La Arquidiócesis de Puebla confirmó que este evento religioso, el más grande de Latinoamérica, superó el récord alcanzado en 2025, cuando se reportó la participación de 180 mil personas, registrándose para este 2026 alrededor de 15 mil devotos adicionales.
Entre cantos, consignas y mandas, los feligreses convirtieron el primer cuadro de la ciudad en un espacio de expresión religiosa este viernes 3 de abril, en el marco de la crucifixión y muerte de Jesucristo, uno de los momentos más representativos del catolicismo.
Minutos después de las 11:00 horas, la Catedral Basílica de Puebla abrió sus puertas para recibir a las siete imágenes más representativas del catolicismo, trasladadas en andas por contingentes de porteadores, entre los que participaron también mujeres.
Las imágenes que participaron fueron la Virgen de la Soledad, la Virgen de los Dolores, el Señor de las Maravillas, el Señor de las Tres Caídas, Jesús de Nazaret, Jesús de la Misericordia y el Santo Niño Doctor de los Enfermos.
Las vialidades del primer cuadro de la ciudad se llenaron de miles de devotos que, con ovaciones y gritos de alegría, recibieron a las representaciones sagradas.
El evento fue encabezado por el arzobispo Víctor Sánchez Espinosa, quien a las 12:30 horas emitió su primera reflexión en el atrio de la Catedral, destacando el significado de la pasión y resurrección de Jesucristo ante la multitud congregada.
El recorrido inició en el atrio de la Catedral, avanzó por la calle 16 de Septiembre, siguió por la avenida Juan de Palafox y Mendoza hacia la 2 Norte y 4 Oriente-Poniente, hasta llegar a la 11 Norte, donde se realizó la segunda reflexión.
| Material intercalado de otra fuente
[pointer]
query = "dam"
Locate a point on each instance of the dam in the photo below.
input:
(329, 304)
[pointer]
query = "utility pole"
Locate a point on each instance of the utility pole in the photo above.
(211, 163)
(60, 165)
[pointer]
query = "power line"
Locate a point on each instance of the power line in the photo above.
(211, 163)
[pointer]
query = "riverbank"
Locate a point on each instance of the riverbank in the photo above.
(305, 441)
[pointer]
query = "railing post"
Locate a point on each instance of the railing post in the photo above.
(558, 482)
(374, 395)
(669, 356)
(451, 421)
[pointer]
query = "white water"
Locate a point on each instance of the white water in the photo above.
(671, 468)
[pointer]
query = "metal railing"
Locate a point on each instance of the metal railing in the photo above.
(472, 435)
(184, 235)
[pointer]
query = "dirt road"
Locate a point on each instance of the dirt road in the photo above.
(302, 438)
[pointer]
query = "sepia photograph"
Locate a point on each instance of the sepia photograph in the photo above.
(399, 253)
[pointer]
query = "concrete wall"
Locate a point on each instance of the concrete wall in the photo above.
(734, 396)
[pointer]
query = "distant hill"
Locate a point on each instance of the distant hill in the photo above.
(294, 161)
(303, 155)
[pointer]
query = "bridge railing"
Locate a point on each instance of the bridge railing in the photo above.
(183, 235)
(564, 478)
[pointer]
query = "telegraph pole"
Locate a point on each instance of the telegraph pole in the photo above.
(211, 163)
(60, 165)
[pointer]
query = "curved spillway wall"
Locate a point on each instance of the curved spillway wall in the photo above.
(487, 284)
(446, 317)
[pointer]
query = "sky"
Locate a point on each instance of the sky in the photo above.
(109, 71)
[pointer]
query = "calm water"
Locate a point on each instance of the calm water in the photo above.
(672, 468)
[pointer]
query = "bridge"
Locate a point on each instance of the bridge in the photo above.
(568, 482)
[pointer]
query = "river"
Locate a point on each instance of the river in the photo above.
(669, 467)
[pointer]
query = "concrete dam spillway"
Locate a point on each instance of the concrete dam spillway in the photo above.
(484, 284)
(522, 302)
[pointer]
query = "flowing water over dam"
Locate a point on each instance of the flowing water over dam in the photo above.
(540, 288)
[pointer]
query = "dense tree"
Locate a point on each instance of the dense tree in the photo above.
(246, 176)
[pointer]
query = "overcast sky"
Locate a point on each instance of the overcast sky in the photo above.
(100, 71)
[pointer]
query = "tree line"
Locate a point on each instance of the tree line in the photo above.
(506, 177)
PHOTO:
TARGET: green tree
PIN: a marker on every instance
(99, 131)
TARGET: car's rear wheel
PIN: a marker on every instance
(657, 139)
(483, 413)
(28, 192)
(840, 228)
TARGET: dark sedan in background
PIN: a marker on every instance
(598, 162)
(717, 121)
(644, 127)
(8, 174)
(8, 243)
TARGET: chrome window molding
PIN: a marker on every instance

Posteriormente regresó por la avenida Reforma hasta la 16 de Septiembre, concluyendo con una tercera reflexión en la Catedral alrededor de las 14:00 horas.
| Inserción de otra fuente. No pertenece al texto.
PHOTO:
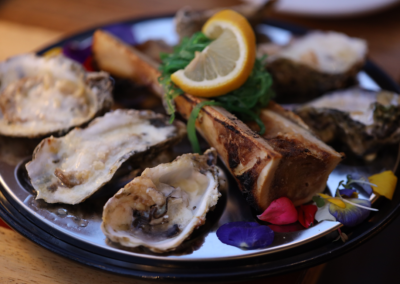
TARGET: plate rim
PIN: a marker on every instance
(28, 229)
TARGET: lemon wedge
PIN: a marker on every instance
(226, 63)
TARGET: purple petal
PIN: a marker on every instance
(77, 51)
(123, 32)
(347, 192)
(351, 215)
(245, 235)
(365, 187)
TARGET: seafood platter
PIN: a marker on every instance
(207, 145)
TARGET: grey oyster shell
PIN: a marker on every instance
(40, 96)
(162, 207)
(364, 120)
(314, 64)
(72, 168)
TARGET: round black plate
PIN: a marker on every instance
(310, 254)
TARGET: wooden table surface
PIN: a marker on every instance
(29, 25)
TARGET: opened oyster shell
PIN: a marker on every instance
(45, 95)
(163, 206)
(314, 64)
(71, 168)
(364, 120)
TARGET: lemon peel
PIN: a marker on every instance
(226, 63)
(385, 183)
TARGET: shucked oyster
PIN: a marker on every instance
(315, 64)
(364, 120)
(45, 95)
(71, 168)
(163, 206)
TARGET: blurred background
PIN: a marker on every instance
(28, 25)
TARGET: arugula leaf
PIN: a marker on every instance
(245, 102)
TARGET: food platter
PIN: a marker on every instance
(76, 234)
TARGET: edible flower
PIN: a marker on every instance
(359, 181)
(347, 192)
(384, 183)
(281, 211)
(306, 214)
(351, 215)
(245, 235)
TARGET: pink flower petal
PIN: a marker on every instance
(306, 214)
(280, 212)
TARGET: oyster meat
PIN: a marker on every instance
(255, 162)
(48, 95)
(314, 64)
(163, 206)
(71, 168)
(363, 120)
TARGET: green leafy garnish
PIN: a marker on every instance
(245, 102)
(179, 59)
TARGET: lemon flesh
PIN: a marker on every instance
(226, 63)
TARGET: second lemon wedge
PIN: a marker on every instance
(226, 63)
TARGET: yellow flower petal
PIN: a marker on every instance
(52, 52)
(333, 200)
(386, 183)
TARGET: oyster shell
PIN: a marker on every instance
(314, 64)
(71, 168)
(44, 95)
(363, 120)
(163, 206)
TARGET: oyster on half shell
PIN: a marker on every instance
(71, 168)
(364, 120)
(314, 64)
(163, 206)
(40, 96)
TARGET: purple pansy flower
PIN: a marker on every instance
(347, 192)
(245, 235)
(360, 185)
(351, 215)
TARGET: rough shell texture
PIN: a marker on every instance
(163, 206)
(314, 64)
(40, 96)
(363, 120)
(71, 168)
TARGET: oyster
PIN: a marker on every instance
(314, 64)
(163, 206)
(255, 162)
(363, 120)
(44, 95)
(71, 168)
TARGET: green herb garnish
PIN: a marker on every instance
(245, 102)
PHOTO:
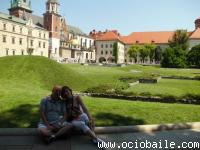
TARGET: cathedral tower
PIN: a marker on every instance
(52, 22)
(20, 8)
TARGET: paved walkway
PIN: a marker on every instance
(83, 143)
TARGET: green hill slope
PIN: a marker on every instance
(38, 71)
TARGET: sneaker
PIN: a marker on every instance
(49, 140)
(100, 141)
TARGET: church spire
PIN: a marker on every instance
(18, 7)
Para esta edición, la Arquidiócesis de Puebla habilitó por primera vez la Calle del Silencio, un espacio destinado a que personas con discapacidad o sensibles al ruido puedan apreciar las imágenes sagradas en un ambiente adecuado.
Tras la última reflexión, el arzobispo Víctor Sánchez agradeció al gobierno estatal, al Ayuntamiento de Puebla y a las parroquias por su apoyo, lo que permitió vivir una jornada llena de fe y recogimiento que fortaleció la unidad de la comunidad católica en la entidad.